George S. Kaufman directed the play; he has beaten it until it goes smoothly at top speed. The acting is more exactly true now than it was during the tryout period (TIME, June 4). Osgood Perkins,* who plays the city editor, could probably hold down the job on an offstage newssheet, so completely has he mastered the dirty tricks of his trade. The Front Page is full of expletives and nursery words such as all reporters use outside their writings. These, if understood, will cause horror to the imbecile portion of the theatre-going public and will probably later be deleted from the dialog. But The Front Page is not one of those delicately perfect scrolls in which a changed syllable would mean destruction. Noisy, rapid, robust, exciting, and too true to be bad, it can stand a few unnecessary changes without wilting.

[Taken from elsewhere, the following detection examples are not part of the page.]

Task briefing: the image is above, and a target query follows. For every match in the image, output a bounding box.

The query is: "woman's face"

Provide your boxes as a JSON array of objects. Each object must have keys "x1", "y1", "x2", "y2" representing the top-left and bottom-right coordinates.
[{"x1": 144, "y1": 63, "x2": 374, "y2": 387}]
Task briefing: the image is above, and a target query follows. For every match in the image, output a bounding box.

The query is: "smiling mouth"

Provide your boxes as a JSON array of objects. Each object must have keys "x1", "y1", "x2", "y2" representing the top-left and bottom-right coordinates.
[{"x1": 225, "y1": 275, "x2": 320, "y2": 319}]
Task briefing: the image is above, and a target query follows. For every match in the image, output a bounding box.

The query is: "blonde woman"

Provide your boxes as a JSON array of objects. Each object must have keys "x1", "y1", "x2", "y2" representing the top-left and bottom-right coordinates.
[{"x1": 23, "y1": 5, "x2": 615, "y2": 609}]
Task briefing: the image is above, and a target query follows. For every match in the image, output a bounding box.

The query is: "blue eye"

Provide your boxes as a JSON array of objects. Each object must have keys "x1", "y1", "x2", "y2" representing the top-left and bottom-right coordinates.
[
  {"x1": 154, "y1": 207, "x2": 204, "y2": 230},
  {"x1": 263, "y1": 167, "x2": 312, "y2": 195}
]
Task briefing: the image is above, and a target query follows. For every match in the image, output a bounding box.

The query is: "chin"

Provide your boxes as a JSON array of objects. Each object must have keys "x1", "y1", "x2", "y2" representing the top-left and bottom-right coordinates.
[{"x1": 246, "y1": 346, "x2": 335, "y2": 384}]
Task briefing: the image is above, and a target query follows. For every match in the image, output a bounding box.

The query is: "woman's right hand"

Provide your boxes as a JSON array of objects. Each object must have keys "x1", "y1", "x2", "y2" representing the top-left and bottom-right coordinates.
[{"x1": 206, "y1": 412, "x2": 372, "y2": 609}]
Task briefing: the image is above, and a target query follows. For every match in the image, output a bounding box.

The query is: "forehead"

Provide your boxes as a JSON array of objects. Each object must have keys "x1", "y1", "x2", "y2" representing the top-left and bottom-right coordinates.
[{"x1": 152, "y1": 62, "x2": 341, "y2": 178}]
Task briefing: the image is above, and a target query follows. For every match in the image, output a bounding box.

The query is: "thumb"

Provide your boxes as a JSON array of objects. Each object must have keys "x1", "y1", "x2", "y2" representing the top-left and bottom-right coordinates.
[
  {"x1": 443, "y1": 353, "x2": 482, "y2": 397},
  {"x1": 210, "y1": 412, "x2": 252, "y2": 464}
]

The Song Writer is a play whose meagre inspiration quite patently originated in the headline romance of famed Irving Berlin & Ellin Mackay. The composer in the play, David Bernard, is just such a wistful tinkler as his prototype appeared when the human interest hounds had finished their sport with him. The developments which follow his hasty wedding to an heiress are not included in the original. The bride of the minstrel is soon discovered in the apartment of another man, a man of her own haut-monde, who has a private bar and the idiotic cynicism which the drama conventionally imputes to the Social Register. Surprised by the song writer, his wife becomes hysterical and goes to Paris. In the last act, haunted by a melody called "You're Gone," in which David Bernard has expressed his unabatable regret, Mrs. Bernard comes back from Paris in time for a reconciliatory curtain.
Georgie Price, to suit whose vaudevillain talents the role was designed, pattered prettily through the path of his melodic romance. The heroine, Mayo Methot, was competent as an actress and very pretty, but neither she nor Mr. Price deserved the plaudits which Jennie Moscowitz received for the way she played the songster's mother. The bad ballads of David Bernard, some of them supplied by Georgie Price, seemed inadequate for their part in the plot but the hokum in Crane Wilbur's play was well suited to its theme. The pathos of the play, like its comedy, had a touch of the untrue, sudden and exaggerated glitter which illuminates Tin Pan Alley.
He Understood Women. He is Julien Remain, a boulevardier who boasted of his systematic passions; the women are mainly the Baroness LeLong, his momentary mistress, and Aline, her maid, who becomes Julien's wife, whom he distrusts in the second act and embraces in the third. Also there is a young soldier, lecherous and dressed in blue. Nothing in the play, its characters, its situations or its continental idiom is fresh or interesting. It is a spurious attempt to be nice and naughty by one Frances Lynch and by Michael Kallesser who last spring so soberly and slowly gave companionate weddings a bite on the nose in Marriage on Approval.
*He has previously played in: Spread Eagle, Women Go on Forever, Weak Sisters, Beggar on Horseback.